Yesterday, a thunderstorm hit the city of Metro Manila and after just a few hours of rain, parts of the city became flooded. The typhoon season has once again begun and the question is, are we prepared for the next few months where we will be facing the onslaught of 15 or more typhoons? Have local governments prepared for another possible Yolanda or Ruby? Are our farmers ready for their harvest? Do we have enough supply of food for when harvests are destroyed?
Year after year the Philippines goes through more than 20 typhoons and the biggest typhoon in history to ever make a landfall chose us to make its presence felt. The Philippines — a developing country with a promise of growth and development and yet cannot quite fully develop because of climate change.
According to the Philippine Development Plan 2011-2016, “Climate change and risks only amplify the association between poverty and environmental degradation.”
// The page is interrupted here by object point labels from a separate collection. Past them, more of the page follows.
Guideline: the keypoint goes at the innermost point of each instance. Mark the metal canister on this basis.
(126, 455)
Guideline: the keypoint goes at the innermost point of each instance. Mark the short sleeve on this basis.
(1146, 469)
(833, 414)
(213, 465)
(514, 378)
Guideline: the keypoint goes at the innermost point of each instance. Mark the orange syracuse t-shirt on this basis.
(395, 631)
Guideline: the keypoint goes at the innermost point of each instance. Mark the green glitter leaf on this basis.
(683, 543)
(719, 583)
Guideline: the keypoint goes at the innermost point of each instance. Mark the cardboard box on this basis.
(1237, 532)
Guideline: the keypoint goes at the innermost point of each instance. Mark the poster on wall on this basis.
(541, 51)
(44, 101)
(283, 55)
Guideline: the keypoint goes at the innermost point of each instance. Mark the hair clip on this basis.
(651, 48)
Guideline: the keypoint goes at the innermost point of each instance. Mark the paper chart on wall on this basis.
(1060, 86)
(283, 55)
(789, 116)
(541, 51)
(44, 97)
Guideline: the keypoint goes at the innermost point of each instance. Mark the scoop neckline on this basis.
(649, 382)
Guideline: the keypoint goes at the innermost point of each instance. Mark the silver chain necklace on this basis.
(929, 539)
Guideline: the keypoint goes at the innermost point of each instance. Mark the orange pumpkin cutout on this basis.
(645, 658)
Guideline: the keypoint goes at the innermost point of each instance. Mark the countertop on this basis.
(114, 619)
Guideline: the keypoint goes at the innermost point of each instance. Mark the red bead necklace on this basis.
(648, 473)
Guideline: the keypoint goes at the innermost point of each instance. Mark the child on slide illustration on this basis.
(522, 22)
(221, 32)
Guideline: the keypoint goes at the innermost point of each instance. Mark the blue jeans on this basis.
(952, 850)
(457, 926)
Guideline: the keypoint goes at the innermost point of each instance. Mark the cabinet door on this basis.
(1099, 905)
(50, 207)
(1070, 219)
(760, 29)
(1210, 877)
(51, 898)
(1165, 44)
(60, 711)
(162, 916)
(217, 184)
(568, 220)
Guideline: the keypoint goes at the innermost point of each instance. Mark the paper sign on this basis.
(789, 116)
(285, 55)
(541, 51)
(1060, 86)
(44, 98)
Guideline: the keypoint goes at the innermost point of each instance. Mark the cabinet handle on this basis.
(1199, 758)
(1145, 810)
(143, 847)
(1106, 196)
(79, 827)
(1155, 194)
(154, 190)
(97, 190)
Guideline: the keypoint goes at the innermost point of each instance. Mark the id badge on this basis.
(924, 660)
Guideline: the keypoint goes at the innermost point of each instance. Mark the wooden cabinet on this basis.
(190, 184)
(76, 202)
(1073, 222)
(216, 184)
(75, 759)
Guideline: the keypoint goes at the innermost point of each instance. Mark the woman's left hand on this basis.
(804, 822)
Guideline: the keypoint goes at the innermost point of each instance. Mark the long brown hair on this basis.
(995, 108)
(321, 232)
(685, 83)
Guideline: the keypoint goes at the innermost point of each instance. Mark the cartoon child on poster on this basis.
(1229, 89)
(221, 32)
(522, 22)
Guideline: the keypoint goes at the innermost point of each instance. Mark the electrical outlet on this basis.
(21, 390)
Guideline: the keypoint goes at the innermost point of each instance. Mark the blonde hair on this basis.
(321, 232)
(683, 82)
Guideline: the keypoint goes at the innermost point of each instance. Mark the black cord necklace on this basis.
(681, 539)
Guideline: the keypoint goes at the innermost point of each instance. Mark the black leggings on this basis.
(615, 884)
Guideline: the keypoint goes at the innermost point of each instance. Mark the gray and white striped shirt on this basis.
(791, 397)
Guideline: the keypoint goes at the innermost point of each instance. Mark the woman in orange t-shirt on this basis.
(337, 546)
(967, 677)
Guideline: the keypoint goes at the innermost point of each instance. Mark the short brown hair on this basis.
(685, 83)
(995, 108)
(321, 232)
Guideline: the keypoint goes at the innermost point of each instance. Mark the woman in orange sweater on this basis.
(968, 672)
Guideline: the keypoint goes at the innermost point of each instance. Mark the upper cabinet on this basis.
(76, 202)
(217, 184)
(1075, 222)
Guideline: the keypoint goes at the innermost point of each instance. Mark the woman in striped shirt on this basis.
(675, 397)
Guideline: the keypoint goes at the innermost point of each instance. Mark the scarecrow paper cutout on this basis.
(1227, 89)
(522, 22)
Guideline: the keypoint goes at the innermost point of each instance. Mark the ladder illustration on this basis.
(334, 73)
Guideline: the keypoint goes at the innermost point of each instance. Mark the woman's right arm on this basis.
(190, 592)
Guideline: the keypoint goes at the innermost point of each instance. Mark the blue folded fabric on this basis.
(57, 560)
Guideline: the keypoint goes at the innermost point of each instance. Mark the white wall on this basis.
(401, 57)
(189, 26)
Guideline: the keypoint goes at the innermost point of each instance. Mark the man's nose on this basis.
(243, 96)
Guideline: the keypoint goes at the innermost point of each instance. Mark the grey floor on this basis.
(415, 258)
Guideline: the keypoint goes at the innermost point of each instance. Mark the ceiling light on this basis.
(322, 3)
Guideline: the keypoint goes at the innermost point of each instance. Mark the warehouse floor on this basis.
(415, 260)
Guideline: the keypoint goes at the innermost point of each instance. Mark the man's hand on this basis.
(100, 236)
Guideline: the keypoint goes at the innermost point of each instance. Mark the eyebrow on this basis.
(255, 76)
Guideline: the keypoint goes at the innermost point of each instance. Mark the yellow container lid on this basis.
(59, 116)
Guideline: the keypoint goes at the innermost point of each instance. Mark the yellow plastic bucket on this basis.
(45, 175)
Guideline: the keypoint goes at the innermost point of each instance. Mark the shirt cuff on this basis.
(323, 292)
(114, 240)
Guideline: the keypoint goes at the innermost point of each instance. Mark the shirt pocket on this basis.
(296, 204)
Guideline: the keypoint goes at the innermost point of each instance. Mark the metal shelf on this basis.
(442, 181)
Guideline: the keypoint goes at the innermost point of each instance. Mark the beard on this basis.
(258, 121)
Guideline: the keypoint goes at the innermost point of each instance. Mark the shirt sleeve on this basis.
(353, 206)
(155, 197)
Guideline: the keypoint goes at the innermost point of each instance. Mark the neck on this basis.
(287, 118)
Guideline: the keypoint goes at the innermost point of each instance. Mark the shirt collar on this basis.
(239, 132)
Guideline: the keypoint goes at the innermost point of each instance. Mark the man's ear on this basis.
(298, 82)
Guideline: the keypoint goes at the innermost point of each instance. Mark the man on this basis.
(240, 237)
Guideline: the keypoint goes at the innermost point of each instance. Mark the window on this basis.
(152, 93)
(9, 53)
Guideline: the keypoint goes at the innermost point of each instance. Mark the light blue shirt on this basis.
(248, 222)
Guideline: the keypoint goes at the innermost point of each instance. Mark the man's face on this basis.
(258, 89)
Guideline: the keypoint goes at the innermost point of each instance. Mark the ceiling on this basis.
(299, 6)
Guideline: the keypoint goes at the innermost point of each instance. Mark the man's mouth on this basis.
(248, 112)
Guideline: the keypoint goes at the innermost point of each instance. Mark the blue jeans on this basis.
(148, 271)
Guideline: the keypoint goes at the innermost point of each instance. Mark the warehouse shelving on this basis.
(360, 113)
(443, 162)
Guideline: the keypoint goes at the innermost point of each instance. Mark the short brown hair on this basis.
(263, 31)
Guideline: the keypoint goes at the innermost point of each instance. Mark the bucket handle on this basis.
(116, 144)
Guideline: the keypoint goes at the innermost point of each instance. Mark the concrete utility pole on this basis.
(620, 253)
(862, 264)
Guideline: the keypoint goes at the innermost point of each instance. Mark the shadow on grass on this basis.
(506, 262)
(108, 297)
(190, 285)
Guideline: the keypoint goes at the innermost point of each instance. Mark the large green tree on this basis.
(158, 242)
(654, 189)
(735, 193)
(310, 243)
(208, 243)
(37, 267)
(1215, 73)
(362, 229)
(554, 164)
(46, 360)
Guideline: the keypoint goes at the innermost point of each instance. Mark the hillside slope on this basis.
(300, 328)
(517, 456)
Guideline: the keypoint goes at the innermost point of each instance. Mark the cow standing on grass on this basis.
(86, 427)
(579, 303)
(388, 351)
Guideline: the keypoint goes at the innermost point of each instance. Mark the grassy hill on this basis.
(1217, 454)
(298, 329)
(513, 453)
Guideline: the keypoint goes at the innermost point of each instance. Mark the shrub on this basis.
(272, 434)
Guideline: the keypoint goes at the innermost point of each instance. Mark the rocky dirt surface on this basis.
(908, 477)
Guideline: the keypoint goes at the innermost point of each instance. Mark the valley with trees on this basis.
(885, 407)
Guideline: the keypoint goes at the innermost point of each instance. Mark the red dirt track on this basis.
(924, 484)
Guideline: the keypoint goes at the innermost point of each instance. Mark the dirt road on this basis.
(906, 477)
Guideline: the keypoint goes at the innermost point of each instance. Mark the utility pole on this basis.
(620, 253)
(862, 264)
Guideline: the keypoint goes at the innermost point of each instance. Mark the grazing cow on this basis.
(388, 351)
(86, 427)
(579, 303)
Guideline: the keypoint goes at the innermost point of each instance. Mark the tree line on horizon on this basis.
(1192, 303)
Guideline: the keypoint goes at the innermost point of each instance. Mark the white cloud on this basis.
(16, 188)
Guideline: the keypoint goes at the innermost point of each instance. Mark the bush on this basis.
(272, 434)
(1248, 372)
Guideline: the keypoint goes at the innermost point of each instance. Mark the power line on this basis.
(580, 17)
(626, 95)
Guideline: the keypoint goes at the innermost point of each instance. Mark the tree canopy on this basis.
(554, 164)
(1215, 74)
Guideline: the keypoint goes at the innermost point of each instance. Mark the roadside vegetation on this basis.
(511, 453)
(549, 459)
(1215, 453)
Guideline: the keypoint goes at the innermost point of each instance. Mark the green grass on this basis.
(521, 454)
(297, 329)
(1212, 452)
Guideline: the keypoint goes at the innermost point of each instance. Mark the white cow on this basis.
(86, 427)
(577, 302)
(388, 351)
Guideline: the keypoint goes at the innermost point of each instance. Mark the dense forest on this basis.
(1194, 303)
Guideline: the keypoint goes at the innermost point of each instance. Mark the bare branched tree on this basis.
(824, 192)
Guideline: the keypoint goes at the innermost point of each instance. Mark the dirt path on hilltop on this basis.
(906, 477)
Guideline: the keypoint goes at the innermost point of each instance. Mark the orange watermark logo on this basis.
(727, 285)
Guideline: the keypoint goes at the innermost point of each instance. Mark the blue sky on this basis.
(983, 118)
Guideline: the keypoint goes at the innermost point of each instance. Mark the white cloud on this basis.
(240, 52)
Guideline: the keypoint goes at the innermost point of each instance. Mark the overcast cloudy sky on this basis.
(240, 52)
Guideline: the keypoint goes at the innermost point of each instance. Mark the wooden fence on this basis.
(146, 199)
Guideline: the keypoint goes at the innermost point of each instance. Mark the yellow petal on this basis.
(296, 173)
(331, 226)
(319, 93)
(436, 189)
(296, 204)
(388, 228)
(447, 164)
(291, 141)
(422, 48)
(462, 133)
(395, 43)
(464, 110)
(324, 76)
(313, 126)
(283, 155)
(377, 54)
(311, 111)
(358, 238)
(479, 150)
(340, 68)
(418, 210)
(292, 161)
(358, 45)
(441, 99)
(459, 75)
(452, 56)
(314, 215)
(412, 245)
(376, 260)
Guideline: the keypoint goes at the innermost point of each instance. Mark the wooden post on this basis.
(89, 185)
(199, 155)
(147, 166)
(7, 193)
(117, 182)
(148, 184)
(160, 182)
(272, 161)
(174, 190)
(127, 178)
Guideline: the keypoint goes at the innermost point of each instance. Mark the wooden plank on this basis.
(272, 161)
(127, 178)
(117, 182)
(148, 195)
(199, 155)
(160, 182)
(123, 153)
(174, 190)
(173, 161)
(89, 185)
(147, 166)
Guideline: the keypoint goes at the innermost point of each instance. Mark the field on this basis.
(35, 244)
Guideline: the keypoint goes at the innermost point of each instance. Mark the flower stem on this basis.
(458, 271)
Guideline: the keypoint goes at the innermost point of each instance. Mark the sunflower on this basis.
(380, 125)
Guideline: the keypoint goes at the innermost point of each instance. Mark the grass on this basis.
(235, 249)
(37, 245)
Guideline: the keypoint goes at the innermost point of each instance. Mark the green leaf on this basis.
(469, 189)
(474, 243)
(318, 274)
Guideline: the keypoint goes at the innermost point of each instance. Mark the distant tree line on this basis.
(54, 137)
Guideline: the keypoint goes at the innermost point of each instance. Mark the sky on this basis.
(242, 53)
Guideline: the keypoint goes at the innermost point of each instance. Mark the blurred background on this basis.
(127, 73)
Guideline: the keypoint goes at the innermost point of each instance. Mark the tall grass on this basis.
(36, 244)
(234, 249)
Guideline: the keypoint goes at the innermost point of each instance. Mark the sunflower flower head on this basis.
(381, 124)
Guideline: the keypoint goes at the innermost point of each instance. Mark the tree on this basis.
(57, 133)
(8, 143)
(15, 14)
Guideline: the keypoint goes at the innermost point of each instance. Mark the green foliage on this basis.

The failure to both mitigate carbon emissions and adapt to the impacts of climate change, which we can no longer doubt is felt by the Philippines, hampers our growth as a nation. Not only that — if we lag with our efforts to adapt to climate change impacts, we will lose more lives and livelihood. We’ve already lost more than 6,000 lives to Haiyan and with it the dreams and hopes of many Filipinos. Do we want to lose more?
A photo of Tacloban after Haiyan. Photo from Slate.
The effects of mitigation will be felt many years after we commit to it (if developed countries will indeed commit to this is another matter). But while we think of the future, we must also think of the present. This is why adaptation is as important as mitigation. (Read: We can't just cut carbon emissions in the Philippines)
Small island nations like the Philippines and Vanuatu are already feeling the wrath of climate change and we have very little resources and capacity to adapt. What will it take for developed countries to realise that while they are busy “streamlining” documents, people on the other side of the world are already thinking of how they will survive the next typhoon? (Read: Bonn Climate Talks Day 4)
This is a question of justice and is also already a question of humanity. When will we start thinking of people over profit?
The Philippines is not just a place of charity where other nations can give or lend money to whenever there are disasters. The Philippines is a nation that needs to have bones and muscles strong enough to hold up to climate change impacts.
The Philippines is not asking for pity. The Philippines is asking for climate justice. And there is no justice while we allow more lives, livelihood, dreams, and hopes of Filipinos to be lost to climate change and its impacts.